そして、どれだけの勢いで走って来たかは知らないが、あからさま今にもブッ倒れそうな程息が上がり、げほげほ云ってるなつめの元へと歩み寄り、見つめた。


國分さんも続いて近付く。



「なつめちゃん、大丈夫だった?」

「ぅはいぃい…んとに、すっ、げほっ!…みま、すみませんでしたぁあぁああ…。」



なつめは何気に目が潤んでいる。
hshsきゃわゆいなぁhshs
じゃなくて。


取り敢えずあの息バリ切れのなつめを落ち着かせないといけないかな。

俺は背中に手を置いた。
そしてゆっくり擦ってやる。



「大丈夫?」

「げほげほっ……ぁ…有り難うございます…。

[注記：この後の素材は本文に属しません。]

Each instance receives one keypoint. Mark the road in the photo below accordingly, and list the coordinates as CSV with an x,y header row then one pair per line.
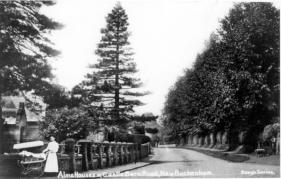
x,y
167,161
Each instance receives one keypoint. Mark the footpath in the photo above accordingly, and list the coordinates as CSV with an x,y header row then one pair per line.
x,y
234,157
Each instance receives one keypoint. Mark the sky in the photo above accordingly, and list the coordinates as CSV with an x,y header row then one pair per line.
x,y
166,36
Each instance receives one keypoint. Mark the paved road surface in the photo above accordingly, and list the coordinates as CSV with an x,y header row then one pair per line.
x,y
177,161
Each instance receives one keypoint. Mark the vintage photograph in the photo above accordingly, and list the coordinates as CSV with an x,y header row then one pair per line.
x,y
139,89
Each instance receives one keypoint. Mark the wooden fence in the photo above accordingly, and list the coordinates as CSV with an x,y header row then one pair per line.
x,y
84,155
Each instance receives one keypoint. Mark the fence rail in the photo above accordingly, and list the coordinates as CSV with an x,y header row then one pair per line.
x,y
86,155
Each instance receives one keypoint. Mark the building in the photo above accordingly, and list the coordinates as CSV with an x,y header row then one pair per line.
x,y
21,123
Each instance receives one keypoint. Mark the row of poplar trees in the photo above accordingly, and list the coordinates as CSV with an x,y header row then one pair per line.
x,y
234,83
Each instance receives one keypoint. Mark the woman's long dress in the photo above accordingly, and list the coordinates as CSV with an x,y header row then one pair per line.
x,y
52,159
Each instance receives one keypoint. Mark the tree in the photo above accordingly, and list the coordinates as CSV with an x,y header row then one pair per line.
x,y
234,83
110,85
66,123
24,47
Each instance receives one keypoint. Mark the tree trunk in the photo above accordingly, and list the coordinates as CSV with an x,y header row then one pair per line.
x,y
1,126
117,115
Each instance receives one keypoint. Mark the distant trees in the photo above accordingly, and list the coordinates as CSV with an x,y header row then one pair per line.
x,y
24,47
66,123
234,83
109,86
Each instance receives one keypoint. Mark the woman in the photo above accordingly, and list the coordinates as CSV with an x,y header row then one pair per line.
x,y
52,160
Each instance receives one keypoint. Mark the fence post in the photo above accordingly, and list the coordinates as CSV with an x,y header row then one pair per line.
x,y
69,149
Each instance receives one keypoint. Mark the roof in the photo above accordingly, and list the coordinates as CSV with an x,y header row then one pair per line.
x,y
10,106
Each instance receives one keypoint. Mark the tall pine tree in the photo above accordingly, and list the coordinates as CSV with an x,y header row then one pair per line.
x,y
112,82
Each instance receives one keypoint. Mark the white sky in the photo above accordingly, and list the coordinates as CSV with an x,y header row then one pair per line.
x,y
166,37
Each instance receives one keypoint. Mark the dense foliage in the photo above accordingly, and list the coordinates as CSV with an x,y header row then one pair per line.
x,y
66,123
234,83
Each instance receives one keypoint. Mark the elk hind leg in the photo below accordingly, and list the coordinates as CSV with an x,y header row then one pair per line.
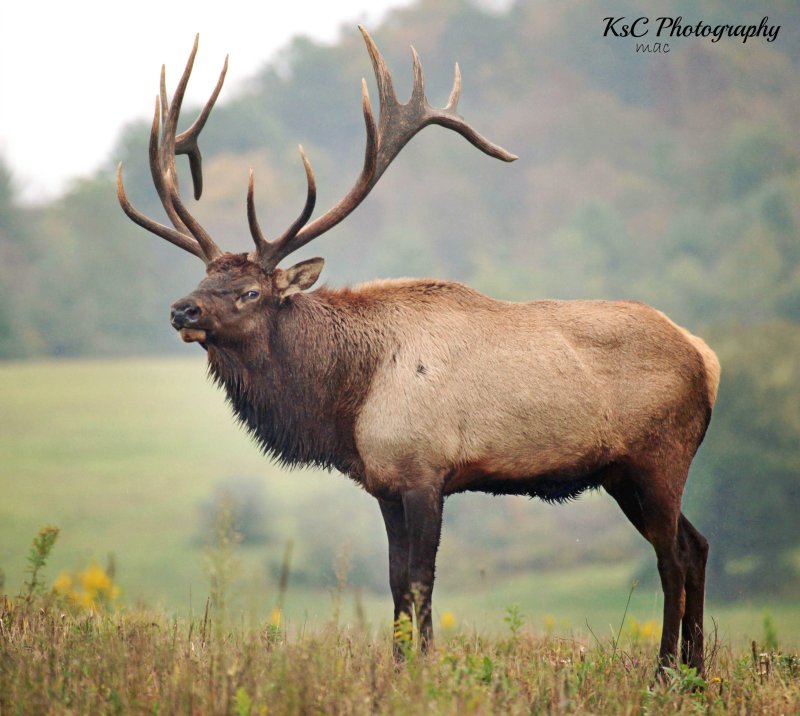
x,y
695,547
653,508
394,519
423,513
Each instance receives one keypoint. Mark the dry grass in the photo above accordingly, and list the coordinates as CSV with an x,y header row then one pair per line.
x,y
57,661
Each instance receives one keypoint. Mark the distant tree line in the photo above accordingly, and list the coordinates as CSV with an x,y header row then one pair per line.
x,y
672,180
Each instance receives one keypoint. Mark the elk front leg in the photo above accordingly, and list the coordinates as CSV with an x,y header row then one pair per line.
x,y
423,520
394,519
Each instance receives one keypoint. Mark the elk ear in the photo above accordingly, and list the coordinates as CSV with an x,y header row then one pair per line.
x,y
298,278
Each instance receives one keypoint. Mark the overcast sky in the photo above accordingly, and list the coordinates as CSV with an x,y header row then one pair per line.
x,y
73,72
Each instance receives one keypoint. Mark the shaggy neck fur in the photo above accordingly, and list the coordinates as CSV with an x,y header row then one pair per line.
x,y
298,386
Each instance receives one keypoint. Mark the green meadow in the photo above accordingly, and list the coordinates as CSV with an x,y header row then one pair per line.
x,y
122,455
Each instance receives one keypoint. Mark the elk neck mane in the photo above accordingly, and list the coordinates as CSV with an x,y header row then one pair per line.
x,y
297,386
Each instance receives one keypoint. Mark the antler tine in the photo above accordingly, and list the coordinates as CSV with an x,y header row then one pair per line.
x,y
186,142
178,236
187,243
269,253
188,233
262,245
455,93
397,124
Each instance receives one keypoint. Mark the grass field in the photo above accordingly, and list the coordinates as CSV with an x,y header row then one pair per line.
x,y
119,454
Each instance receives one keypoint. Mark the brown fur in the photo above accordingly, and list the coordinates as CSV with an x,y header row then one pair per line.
x,y
418,389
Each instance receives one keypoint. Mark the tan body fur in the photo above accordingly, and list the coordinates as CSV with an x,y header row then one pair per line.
x,y
418,389
474,387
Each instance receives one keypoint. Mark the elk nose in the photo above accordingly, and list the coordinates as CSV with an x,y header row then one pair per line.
x,y
185,314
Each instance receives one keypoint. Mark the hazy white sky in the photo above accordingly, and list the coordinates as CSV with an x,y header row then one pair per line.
x,y
72,73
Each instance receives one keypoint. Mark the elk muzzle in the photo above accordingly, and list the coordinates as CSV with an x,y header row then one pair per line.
x,y
185,316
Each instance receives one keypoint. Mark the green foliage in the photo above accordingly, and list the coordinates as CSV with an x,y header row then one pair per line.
x,y
671,180
40,550
515,619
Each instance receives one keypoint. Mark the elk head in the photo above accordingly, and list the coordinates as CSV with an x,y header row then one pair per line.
x,y
230,302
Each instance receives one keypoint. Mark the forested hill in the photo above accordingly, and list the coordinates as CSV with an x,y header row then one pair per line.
x,y
668,177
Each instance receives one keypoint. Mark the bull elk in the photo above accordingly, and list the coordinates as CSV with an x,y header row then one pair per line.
x,y
420,389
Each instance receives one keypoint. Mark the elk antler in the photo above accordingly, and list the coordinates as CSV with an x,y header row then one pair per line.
x,y
188,234
397,124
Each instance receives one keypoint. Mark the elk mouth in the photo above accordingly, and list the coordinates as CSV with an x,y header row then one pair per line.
x,y
192,335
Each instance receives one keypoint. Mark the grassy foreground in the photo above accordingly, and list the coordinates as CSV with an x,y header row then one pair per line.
x,y
52,661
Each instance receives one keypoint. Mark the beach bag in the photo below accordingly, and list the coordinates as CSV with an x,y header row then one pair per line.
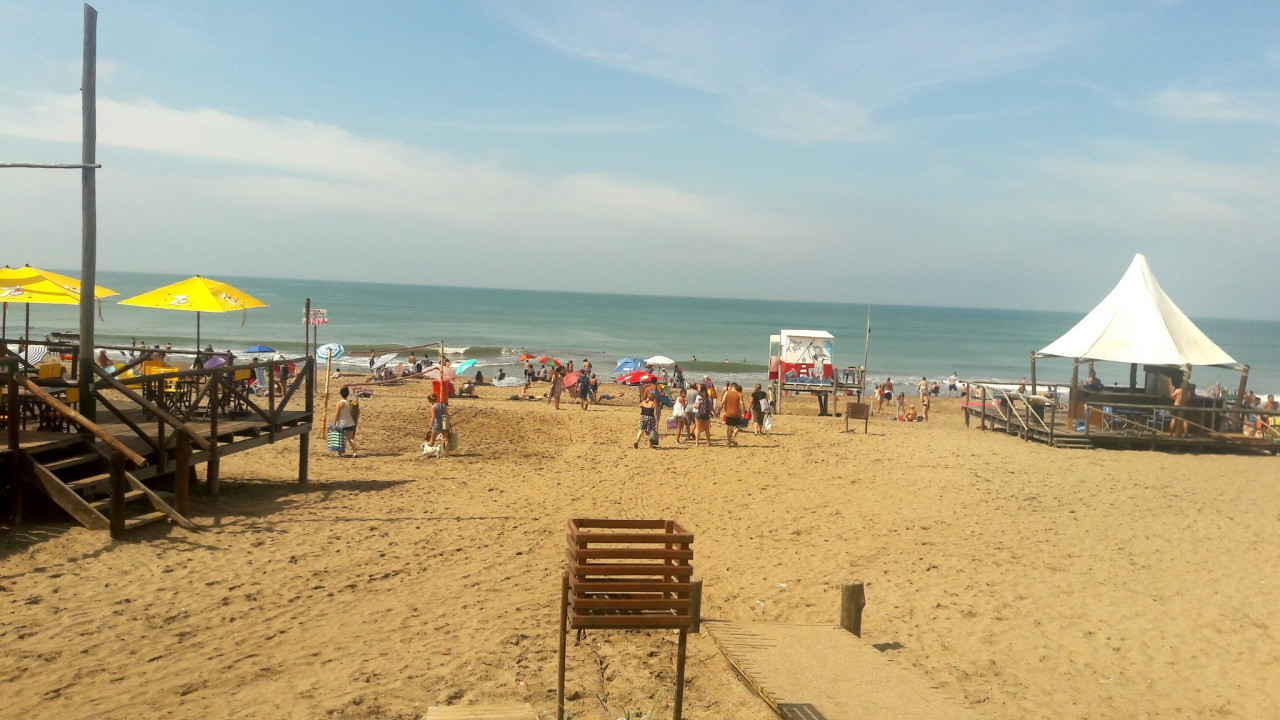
x,y
336,438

」

「おぉ飯田くん優しいねー!何?何?二人はそういう関係で…?」



國分さんが手でハートを作っている。
え!?まさかばれとるん!?
てか、え!?

いや、誰にも話してないからそれはないだろうが。
一応バレてないのを仮定にして話そう。



「やめてくださいよー。からかわないで下さい?」

「あははははっごめんごめん。」

「ケホ…僕が愛してるのは國分さんだけですー!あいらびゅー。」



まだ息が切れたまま、なつめは國分さんに抱き付く。
まるで背中撫でて下さいと云わんばかりだった。

國分さんも知ってか知らぬか優しく背中を撫でていた。



「ほらほら、大丈夫?」

「ぅみゅー……分ちゃんさんだいすきー…。」



何か國分さんが目茶苦茶羨ましいんですけど。
すりすりしてるし。
なつめは本気で甘えてるし。
俺にもまだそんな甘えた事ないよなあ!?
あ、いや、んな事ないわ。



「皆さーん。それじゃあ本番始めますよー。」



兎に角して、それから、収録が始まった。